Mateo sacó su mechero de yesca…

—Por lo visto, has olvidado lo que dijo don Juan de Austria después de la victoria de Lepanto: que se hallaba como todo español se halla siempre en el día de su mayor gloria: falto de víveres, de dinero, de medicamentos…

—¿Es que me parezco yo a don Juan de Austria? ¿Y qué Lepanto he ganado, vamos a ver? Si a esto le llamas el día de mi mayor gloria… —El Gobernador blandió un papel en el que estaban señalados los pueblos que habían quedado prácticamente incomunicados.

—Cuando te pones así me entran ganas de reír. Primero, porque me das una prueba de confianza. Y segundo porque sé que estás más seguro de ti que nunca. ¡Los cuatro hermanos Dávila! Fuisteis famosos, ¿verdad? No me cabe en la cabeza que uno de los cuatro se declare vencido porque en su feudo han caído unas gotitas de más… ¡Bien! Te dejo solo. Será lo mejor. En estos casos lo que conviene es meditar un poco y mirar fuera a través de la ventana. Verás que los campanarios siguen ahí; que las mujeres cosen en sus hogares; y que el cielo… vuelve a estar azul, como el día en que terminó la guerra.

Mateo añadió: «¡A tus órdenes, siempre!». Y se retiró.

«¡Curioso hombre Mateo! —se dijo el camarada Dávila—. No habla porque sí. Este sillón debería ocuparlo él. A punto de casarse, y votó en favor de la entrada de España en la guerra…»

El Gobernador, efectivamente, se quedó solo. Le dijo al camarada Rosselló, que aguardaba fuera: «No estoy para nadie. Ni siquiera para mí».

Y se puso a meditar… Fueron unos minutos de concentración intensa, como los del doctor Gregorio Lascasas al entrar en la Cuaresma. Contrajo los músculos del abdomen.

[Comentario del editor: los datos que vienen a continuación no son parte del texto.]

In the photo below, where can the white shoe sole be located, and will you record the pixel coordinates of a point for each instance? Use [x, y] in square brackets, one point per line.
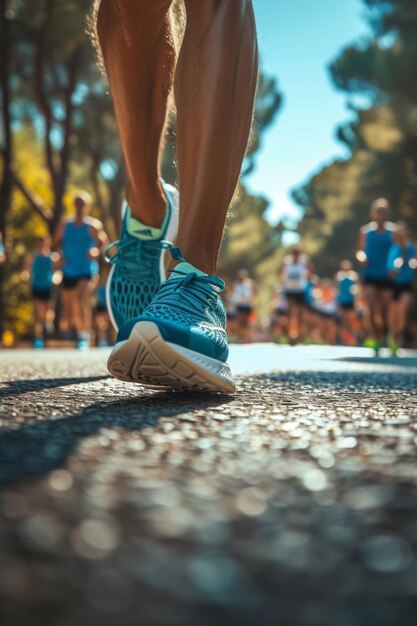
[148, 359]
[170, 235]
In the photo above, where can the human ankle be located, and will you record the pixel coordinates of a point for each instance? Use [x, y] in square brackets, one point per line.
[148, 209]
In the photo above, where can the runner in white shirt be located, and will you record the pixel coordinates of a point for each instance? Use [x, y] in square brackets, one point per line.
[295, 272]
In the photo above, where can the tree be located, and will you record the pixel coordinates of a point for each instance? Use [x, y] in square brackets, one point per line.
[381, 138]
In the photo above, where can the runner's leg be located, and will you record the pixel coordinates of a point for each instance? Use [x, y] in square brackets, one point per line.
[139, 55]
[215, 85]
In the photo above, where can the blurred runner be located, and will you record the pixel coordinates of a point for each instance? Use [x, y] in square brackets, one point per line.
[243, 298]
[101, 318]
[311, 317]
[41, 269]
[80, 240]
[295, 273]
[374, 243]
[401, 268]
[327, 307]
[279, 317]
[347, 289]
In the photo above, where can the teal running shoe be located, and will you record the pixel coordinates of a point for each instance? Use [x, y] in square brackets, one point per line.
[180, 340]
[38, 343]
[138, 265]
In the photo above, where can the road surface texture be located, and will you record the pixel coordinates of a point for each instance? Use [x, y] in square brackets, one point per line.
[293, 503]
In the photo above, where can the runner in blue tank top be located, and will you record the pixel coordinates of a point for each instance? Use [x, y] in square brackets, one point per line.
[372, 251]
[80, 240]
[401, 266]
[347, 288]
[40, 269]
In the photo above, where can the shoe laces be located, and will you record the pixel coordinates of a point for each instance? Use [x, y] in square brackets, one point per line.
[135, 257]
[190, 292]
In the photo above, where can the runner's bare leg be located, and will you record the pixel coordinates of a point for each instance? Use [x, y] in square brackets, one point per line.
[139, 56]
[215, 85]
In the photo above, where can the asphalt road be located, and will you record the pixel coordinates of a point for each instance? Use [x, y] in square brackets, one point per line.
[292, 503]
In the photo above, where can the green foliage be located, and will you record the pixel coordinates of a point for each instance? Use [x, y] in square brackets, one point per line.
[65, 138]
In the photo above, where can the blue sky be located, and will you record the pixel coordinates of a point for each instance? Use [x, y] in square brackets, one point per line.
[297, 40]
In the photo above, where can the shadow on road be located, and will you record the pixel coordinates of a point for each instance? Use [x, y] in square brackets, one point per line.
[388, 361]
[37, 448]
[17, 387]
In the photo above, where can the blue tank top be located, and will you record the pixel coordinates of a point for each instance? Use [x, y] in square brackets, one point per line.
[76, 243]
[377, 246]
[42, 271]
[404, 273]
[345, 294]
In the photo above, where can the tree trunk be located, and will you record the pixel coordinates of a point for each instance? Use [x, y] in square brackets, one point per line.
[6, 184]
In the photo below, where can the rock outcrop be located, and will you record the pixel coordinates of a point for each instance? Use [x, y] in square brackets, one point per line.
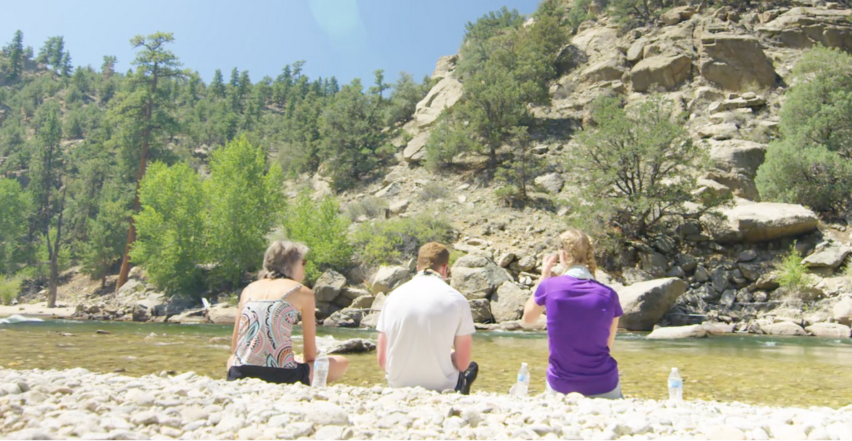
[644, 303]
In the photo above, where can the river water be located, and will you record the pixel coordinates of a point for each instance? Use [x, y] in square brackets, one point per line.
[794, 371]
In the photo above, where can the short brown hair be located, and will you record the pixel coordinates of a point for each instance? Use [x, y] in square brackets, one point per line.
[432, 255]
[281, 258]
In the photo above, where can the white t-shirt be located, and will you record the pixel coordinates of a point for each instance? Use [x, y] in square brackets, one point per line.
[421, 320]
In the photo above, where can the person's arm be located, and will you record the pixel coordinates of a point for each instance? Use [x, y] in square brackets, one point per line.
[382, 351]
[613, 329]
[532, 311]
[461, 355]
[309, 325]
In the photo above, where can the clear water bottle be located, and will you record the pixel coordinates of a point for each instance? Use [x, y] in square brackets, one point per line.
[675, 386]
[522, 387]
[320, 370]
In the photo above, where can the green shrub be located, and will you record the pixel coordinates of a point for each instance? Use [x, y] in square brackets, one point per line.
[793, 275]
[319, 225]
[397, 240]
[432, 190]
[10, 286]
[370, 206]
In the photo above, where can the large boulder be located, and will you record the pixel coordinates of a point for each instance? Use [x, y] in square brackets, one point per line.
[223, 314]
[806, 27]
[735, 165]
[387, 278]
[782, 328]
[508, 302]
[645, 303]
[827, 255]
[329, 285]
[760, 221]
[829, 330]
[415, 150]
[734, 61]
[678, 332]
[842, 311]
[667, 71]
[609, 69]
[480, 311]
[443, 95]
[476, 277]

Se levantó… ¡y miró fuera! Y entonces le vino a las mientes el refrán que durante la batalla del Ebro le oyó a un centinela marroquí, perteneciente a la Mehalla: «Luna recién nacida, a vigilancia convida». El Nuevo Estado acababa de nacer: había que vigilarlo.

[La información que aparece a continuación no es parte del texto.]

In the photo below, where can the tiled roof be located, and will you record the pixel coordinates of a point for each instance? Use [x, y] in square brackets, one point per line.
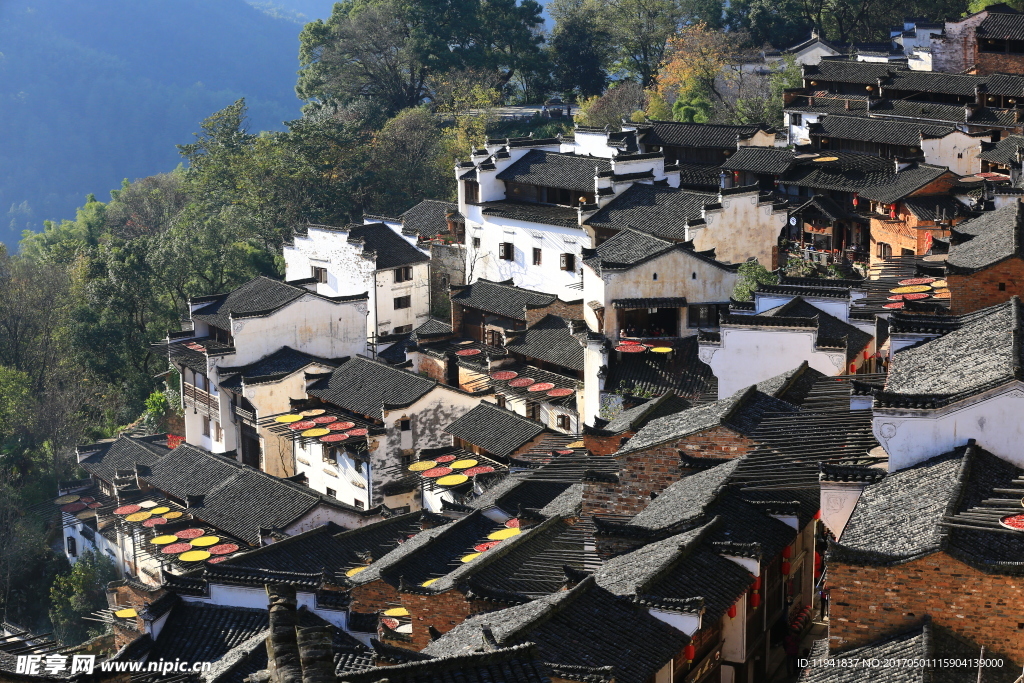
[671, 133]
[902, 516]
[885, 131]
[635, 418]
[545, 214]
[926, 644]
[1003, 153]
[742, 412]
[586, 626]
[518, 664]
[389, 249]
[553, 169]
[550, 340]
[365, 386]
[984, 352]
[279, 365]
[684, 374]
[985, 241]
[760, 160]
[197, 632]
[503, 298]
[495, 429]
[657, 209]
[257, 297]
[428, 217]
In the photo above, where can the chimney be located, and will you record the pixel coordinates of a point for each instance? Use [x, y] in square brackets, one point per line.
[283, 646]
[316, 653]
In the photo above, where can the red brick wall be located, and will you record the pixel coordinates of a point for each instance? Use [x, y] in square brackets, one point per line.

No había opción. Sintió que recobraba las fuerzas. La alusión a los cuatro hermanos Dávila lo espoleó. Y también la entereza de Mateo. Y la de Marta, quien, domeñando su enorme tristeza —¡qué jugarreta la de Ignacio!—, andaba recorriendo la cuenca del Ter en la cabina de un camión, repartiendo lo que pudo arrancar de la Delegación de Abastecimientos. Se volvió y vio en la mesa el periódico. No le llamó la atención la noticia del Eje Berlín-Roma-Tokio, sino un anuncio de la Agencia Gerunda dirigido a todos los ciudadanos y que decía: «Se lo resolveremos a usted todo. Confíenos sus asuntos. Agencia Gerunda lo resuelve todo». Y el fundador era un pobre muchacho de la UGT, al que llamaban la Torre de Babel…

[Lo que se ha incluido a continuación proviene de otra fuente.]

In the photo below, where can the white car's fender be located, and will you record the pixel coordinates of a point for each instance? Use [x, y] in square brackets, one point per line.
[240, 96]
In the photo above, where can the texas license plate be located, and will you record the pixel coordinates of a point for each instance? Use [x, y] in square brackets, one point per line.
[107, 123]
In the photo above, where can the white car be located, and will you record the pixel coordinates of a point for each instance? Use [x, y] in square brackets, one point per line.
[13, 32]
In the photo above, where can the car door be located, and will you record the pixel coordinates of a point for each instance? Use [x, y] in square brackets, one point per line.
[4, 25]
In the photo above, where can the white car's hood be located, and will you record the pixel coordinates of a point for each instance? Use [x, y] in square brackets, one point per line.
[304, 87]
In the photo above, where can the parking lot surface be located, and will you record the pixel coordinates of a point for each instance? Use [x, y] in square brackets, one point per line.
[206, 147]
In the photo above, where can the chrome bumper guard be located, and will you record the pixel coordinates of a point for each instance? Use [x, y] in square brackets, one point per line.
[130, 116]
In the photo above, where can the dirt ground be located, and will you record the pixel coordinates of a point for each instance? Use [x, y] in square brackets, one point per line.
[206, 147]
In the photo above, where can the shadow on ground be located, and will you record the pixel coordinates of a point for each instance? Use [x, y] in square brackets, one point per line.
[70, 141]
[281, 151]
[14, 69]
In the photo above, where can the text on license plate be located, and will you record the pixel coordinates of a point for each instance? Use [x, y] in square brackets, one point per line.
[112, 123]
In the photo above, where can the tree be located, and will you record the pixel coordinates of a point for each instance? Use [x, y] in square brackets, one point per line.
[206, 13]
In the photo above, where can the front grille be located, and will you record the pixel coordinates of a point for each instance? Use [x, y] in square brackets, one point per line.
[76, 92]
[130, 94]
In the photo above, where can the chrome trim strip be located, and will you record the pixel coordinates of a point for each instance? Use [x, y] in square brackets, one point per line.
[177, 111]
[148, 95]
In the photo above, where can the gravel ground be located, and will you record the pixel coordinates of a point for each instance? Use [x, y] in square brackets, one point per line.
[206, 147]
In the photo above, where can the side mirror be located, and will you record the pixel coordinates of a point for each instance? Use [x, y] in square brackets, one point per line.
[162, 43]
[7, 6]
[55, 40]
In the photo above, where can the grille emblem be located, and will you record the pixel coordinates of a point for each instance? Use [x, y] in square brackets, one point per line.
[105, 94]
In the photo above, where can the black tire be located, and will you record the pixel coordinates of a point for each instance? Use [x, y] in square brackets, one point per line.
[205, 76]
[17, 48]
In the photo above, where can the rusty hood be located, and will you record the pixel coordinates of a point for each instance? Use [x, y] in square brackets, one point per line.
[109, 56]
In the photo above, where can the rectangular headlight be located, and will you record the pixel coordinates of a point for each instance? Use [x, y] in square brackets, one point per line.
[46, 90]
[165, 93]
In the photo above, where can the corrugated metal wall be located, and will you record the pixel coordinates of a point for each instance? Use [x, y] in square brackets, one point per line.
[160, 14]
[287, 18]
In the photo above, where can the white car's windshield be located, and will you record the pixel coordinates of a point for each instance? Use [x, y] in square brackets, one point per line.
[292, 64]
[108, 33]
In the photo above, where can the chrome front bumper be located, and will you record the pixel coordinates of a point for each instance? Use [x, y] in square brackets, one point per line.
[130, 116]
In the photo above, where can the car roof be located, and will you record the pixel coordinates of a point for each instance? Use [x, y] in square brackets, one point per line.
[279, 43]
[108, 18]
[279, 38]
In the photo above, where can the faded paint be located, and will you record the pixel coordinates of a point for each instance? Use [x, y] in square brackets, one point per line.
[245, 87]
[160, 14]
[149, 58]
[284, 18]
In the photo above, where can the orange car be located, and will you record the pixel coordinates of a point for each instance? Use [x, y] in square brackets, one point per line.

La palabra disciplina le martilleó la despejada frente. Cogió el teléfono y llamó al comisario de Investigación y Vigilancia, comisario Diéguez, cuyo contacto hasta entonces había rehuido en lo posible. El comisario se encontraba en la planta baja, en la Jefatura de Policía, y subió los peldaños de cuatro en cuatro.